Jadi, otak mereka itu kayak komputer yang masih loading—belum siap ngatur "program marah" yang tiba-tiba muncul.
Makanya, saat anak-anak frustasi, mereka gampang meledak, ngomel, atau bahkan nyalahin orang lain tanpa mikir panjang.
Kalau hal ini terus-terusan dibiarkan, lama-lama jadi kebiasaan. Mereka mulai mikir, "Ah, toxic itu biasa di game." Padahal, itu bahaya banget buat tumbuh kembang mereka.
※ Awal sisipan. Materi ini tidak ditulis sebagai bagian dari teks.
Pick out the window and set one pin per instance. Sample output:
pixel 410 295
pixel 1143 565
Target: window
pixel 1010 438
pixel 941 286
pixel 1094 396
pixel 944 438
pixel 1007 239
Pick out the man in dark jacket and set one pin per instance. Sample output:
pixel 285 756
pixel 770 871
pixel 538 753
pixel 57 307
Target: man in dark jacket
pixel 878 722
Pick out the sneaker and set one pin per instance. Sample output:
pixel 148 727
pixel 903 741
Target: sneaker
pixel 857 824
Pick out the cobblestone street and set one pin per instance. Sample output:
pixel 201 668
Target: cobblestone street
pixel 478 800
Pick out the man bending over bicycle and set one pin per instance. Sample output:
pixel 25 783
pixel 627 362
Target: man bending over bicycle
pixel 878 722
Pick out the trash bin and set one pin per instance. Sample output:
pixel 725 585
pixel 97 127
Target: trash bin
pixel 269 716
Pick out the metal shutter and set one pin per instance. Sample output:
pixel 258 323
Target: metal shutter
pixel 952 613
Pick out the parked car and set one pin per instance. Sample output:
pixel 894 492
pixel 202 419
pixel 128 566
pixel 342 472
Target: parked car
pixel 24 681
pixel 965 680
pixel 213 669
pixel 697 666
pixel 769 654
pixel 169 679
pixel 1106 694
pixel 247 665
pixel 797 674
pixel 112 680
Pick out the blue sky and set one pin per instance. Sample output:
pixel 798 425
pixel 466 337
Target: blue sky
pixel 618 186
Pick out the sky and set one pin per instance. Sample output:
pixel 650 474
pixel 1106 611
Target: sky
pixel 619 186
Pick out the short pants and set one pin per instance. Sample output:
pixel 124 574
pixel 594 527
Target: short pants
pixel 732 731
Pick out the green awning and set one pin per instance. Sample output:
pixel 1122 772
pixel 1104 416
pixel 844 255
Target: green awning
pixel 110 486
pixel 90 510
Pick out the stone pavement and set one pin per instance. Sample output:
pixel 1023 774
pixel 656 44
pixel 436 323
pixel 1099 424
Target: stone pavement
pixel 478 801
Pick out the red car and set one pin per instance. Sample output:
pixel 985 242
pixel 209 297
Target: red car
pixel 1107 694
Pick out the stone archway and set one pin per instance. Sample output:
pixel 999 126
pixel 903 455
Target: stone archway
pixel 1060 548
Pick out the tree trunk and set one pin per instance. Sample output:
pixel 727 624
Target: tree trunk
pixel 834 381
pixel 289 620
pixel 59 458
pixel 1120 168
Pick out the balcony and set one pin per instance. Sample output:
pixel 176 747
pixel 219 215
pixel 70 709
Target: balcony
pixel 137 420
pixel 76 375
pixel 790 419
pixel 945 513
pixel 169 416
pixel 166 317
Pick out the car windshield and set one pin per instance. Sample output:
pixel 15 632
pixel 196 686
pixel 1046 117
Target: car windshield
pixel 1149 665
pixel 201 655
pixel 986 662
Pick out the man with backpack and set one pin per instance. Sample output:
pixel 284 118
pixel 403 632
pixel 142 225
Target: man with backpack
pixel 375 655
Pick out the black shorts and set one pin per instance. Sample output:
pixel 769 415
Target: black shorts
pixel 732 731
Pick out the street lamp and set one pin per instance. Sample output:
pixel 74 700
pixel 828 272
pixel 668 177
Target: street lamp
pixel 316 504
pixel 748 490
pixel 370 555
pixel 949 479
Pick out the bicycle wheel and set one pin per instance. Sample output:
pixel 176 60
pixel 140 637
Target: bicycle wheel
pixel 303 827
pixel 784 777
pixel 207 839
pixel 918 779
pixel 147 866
Nah, di sinilah fitur mute jadi semacam "tombol jeda". Ketika suara atau chat dari pemain lain dibungkam, anak punya waktu buat tarik napas, tenang dulu, dan mulai belajar mengendalikan emosi sebelum ngomong atau ngetik sesuatu.
Fitur ini bukan cuma bikin suasana game lebih adem, tapi juga membantu anak belajar sabar dan bertanggung jawab sama kata-katanya.
Jadi, bukan cuma soal "biar gak denger yang toxic", tapi juga soal ngajarin anak gimana caranya ngatur diri di dunia yang kadang riuh dan penuh tekanan ini.
Nggak Bisa Ngomong, Jadi Nggak Bisa Sembarangan Ngeluapin
Bayangkan saat anak lagi marah karena kalah bermain game, tapi gak bisa ngomong lewat mic.
Mau ngetik, eh fitur chat juga dibatasi, bahkan hanya bisa pakai pesan-pesan singkat yang sudah disiapkan seperti "Nice try!" atau "We'll get 'em next time!". Mau gak mau, anak jadi diam — dan dari diam itu, terkadang muncul kesadaran.
Fitur mute yang membatasi kemampuan komunikasi ini bukan cuma soal "meredam" suasana hati yang panas.
Lebih dari itu, fitur ini memberi ruang dan waktu buat anak-anak mengatur ulang emosi sebelum bereaksi. Di usia di mana emosi masih meledak-ledak, jeda ini sangat penting sebagai latihan pengendalian diri.
Anak-anak juga sangat pandai meniru. Kalau mereka terus dengar kata kasar di game, mereka mulai anggap itu normal.